From Jack Lynch’s delightful The English Language –
– A User’s Guide, the following bit of sage advice:
Along with split infinitives, a favorite bugbear of the traditionalists is the rule that you should not end a sentence with a preposition. Whatever the merit of the rule — and both historically and logically, there’s not much — there’s a substantial body of opinion against end-of-sentence prepositions; if you want to keep the crusty old-timers happy, try to avoid ending written sentences (and clauses) with prepositions, such as to, with, from, at, and in. Instead of writing “The topics we want to write on,” where the preposition on ends the clause, consider “The topics on which we want to write.” Prepositions should usually go before (pre-position) the words they modify.

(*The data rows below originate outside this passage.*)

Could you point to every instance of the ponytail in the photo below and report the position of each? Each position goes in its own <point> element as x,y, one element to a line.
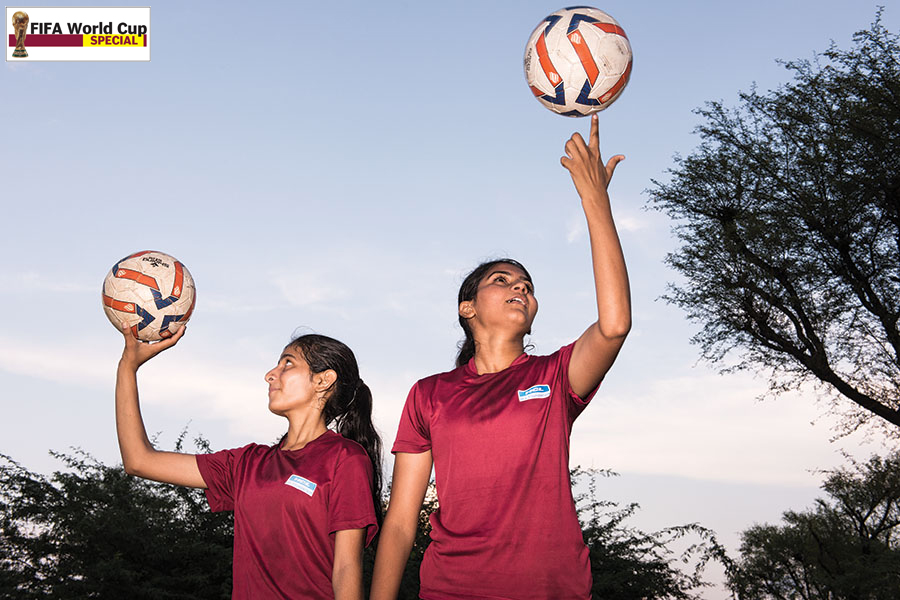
<point>355,423</point>
<point>349,405</point>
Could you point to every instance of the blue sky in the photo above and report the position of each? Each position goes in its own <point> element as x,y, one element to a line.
<point>338,168</point>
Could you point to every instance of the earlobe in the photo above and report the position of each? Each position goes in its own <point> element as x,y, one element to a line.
<point>325,379</point>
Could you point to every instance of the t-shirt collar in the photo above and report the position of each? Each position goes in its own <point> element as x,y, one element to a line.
<point>472,370</point>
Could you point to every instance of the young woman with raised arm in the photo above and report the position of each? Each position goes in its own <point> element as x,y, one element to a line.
<point>496,429</point>
<point>304,507</point>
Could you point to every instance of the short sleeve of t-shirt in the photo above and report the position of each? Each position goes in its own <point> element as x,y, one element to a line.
<point>217,470</point>
<point>564,355</point>
<point>350,506</point>
<point>413,434</point>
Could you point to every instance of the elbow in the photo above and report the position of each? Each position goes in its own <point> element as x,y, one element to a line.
<point>134,466</point>
<point>615,330</point>
<point>131,468</point>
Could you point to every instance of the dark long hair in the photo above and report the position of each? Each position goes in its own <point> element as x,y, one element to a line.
<point>349,406</point>
<point>467,291</point>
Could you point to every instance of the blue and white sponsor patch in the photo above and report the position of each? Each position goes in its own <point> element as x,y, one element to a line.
<point>301,483</point>
<point>534,392</point>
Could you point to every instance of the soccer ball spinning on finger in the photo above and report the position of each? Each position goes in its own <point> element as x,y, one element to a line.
<point>577,61</point>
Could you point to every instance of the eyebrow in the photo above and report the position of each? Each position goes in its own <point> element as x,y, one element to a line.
<point>502,272</point>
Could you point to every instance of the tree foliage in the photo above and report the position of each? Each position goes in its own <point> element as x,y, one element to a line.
<point>789,221</point>
<point>630,564</point>
<point>846,547</point>
<point>91,531</point>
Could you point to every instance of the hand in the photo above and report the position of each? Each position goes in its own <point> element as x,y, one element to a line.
<point>585,164</point>
<point>137,352</point>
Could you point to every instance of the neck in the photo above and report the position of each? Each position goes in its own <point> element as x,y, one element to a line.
<point>494,355</point>
<point>302,430</point>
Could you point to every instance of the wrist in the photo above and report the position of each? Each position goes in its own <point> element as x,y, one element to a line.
<point>128,365</point>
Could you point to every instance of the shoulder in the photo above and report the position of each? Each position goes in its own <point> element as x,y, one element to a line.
<point>439,381</point>
<point>342,449</point>
<point>561,356</point>
<point>236,454</point>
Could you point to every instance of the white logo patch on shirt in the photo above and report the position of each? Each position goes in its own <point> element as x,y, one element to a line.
<point>301,483</point>
<point>534,392</point>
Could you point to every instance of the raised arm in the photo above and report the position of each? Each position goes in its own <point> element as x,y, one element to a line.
<point>410,481</point>
<point>138,455</point>
<point>597,348</point>
<point>346,574</point>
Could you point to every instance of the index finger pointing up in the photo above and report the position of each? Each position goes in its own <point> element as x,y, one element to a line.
<point>595,131</point>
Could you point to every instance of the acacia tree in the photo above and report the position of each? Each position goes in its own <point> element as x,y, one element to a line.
<point>788,216</point>
<point>91,531</point>
<point>846,547</point>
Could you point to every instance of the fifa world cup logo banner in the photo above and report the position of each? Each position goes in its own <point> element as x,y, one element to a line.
<point>20,24</point>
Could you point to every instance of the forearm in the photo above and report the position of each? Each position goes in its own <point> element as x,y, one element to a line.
<point>139,457</point>
<point>346,581</point>
<point>610,274</point>
<point>134,445</point>
<point>394,546</point>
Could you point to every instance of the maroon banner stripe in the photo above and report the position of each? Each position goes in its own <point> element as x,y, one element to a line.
<point>37,39</point>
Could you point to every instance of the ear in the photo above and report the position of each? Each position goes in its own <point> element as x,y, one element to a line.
<point>324,380</point>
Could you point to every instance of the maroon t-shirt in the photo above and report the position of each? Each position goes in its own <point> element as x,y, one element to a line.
<point>287,506</point>
<point>506,526</point>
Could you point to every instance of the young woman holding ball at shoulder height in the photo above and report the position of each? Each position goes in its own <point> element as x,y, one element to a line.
<point>497,428</point>
<point>305,507</point>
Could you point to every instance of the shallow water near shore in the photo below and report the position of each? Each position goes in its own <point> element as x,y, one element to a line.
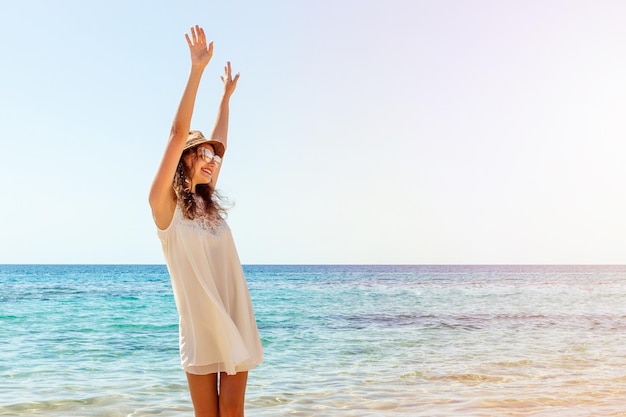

On the other hand — and it’s a big other hand — old-timers shouldn’t always dictate your writing, and you don’t deserve your writing license if you elevate this rough guideline into a superstition. Don’t let it make your writing clumsy or obscure; if a sentence is more graceful with a final preposition, let it stand. For instance, “He gave the public what it longed for” is clear and idiomatic, even though it ends with a preposition; “He gave the public that for which it longed” avoids the problem but doesn’t look like English. A sentence becomes unnecessarily obscure when it’s filled with from whoms and with whiches. According to a widely circulated (and often mutated) story, Winston Churchill, reprimanded for ending a sentence with a preposition, put it best: “This is the sort of thing up with which I will not put.”